For a spinning ball, the stitches on the ball will cause pressure on one side to be less than on its opposite side. The Magnus Effect says stitches cause a higher velocity on one side than the other, and because of this imbalance in pressure, the air with higher pressure pushes the ball towards the side with less pressure, causing a curve.

As Dr. Nathan explains: “an overhand curveball (“12-6″) has topspin, so that the Magnus force is down, in the same direction as gravity. Such a pitch will drop more than it would from gravity alone.”

The fastball, on the other hand, travels through the air with backspin, which creates a higher pressure zone in the air ahead of and under the baseball. The baseball’s raised seams augment the ball’s ability to develop a boundary layer and therefore a greater differential of pressure between the upper and lower zones.

According to Dr.

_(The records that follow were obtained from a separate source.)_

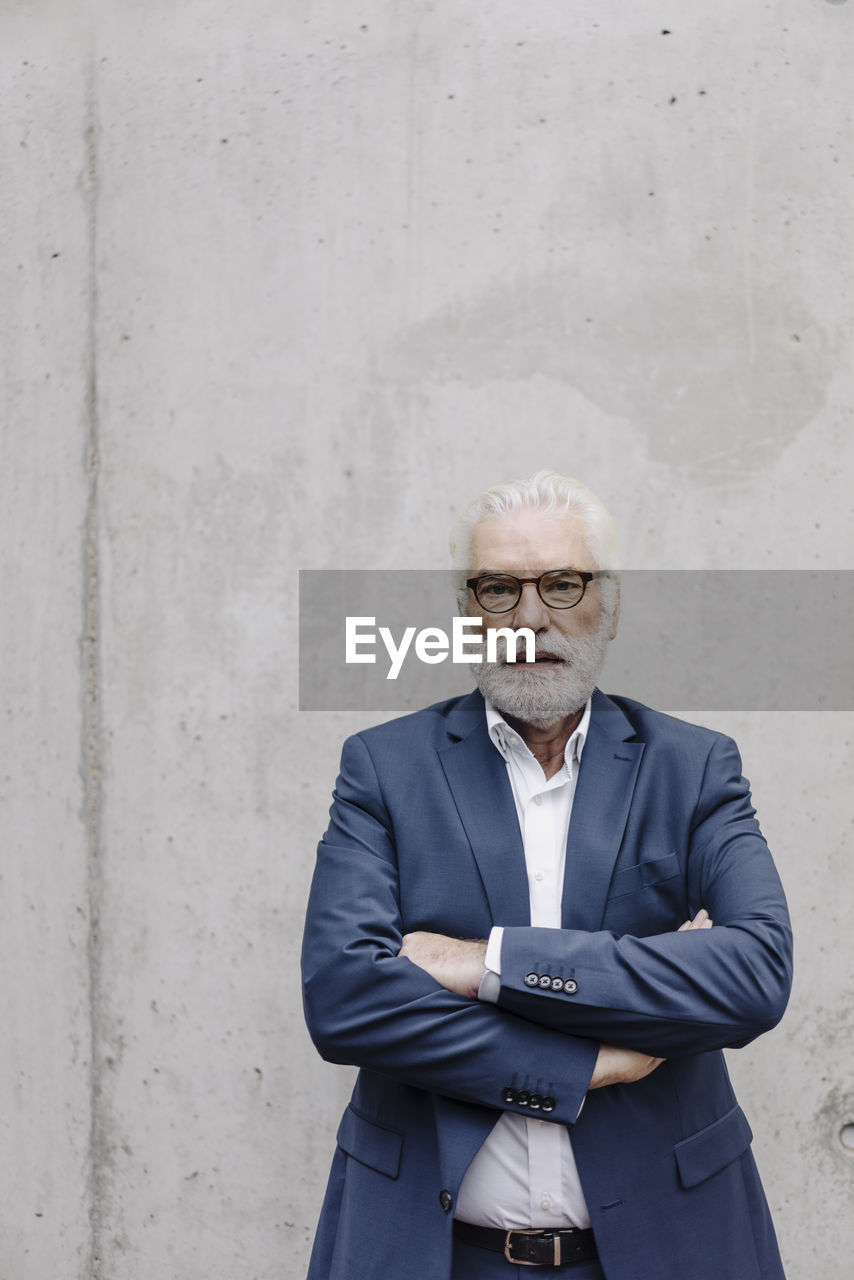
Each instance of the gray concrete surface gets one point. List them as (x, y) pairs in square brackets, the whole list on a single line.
[(283, 284)]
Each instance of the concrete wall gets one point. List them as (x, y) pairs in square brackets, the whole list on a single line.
[(283, 286)]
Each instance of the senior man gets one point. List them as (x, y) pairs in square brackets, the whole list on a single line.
[(538, 915)]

Nathan: “a baseball thrown with backspin (e.g., an overhand fastball) has an upward Magnus force, opposing gravity, so that a typical fastball does not drop as much as it would if it were solely under the influence of gravity.”

In his excellent piece in the Hardball Times on Freddy Garcia’s ‘mystery pitch’, Dr. Nathan explains the Magnus Force further:

“The Magnus force is the aerodynamic force on a spinning baseball. Its magnitude is roughly proportional to the rotation rate of the baseball: The faster it spins, the larger the force. What about the direction? Well, the easiest way to remember the direction of the Magnus force is that it is always in the direction that the leading edge of the ball is turning. The leading edge is the side of the ball seen by the batter. As an example, a typical four-seam fastball is thrown with backspin, so the leading edge of the ball is turning up, and the Magnus force is upward, opposing gravity. The force of gravity is still larger than the Magnus force, so the net vertical movement is downward but less than it would have been with gravity alone.”

Below we can see effect that in action:

It is also worth pointing out in his research paper, “The effect of spin on the flight of a baseball“, Dr. Nathan discovered the following:

“The study found the surprising result that an optimally hit curveball travels farther than an optimally hit fastball, despite the higher batted-ball speed of the fastball. The physics underlying this result is that, in general, a baseball will travel farther if projected with backspin. It will also travel farther if it is projected with higher speed. A fastball will be hit with a higher speed, and a curveball will be hit with greater backspin.13 It then becomes a question as to which effect wins. The calculations of Ref. 5 showed that the latter effect wins and the curveball travels farther. This conclusion depends critically on the magnitude of the Magnus force on a spinning baseball.”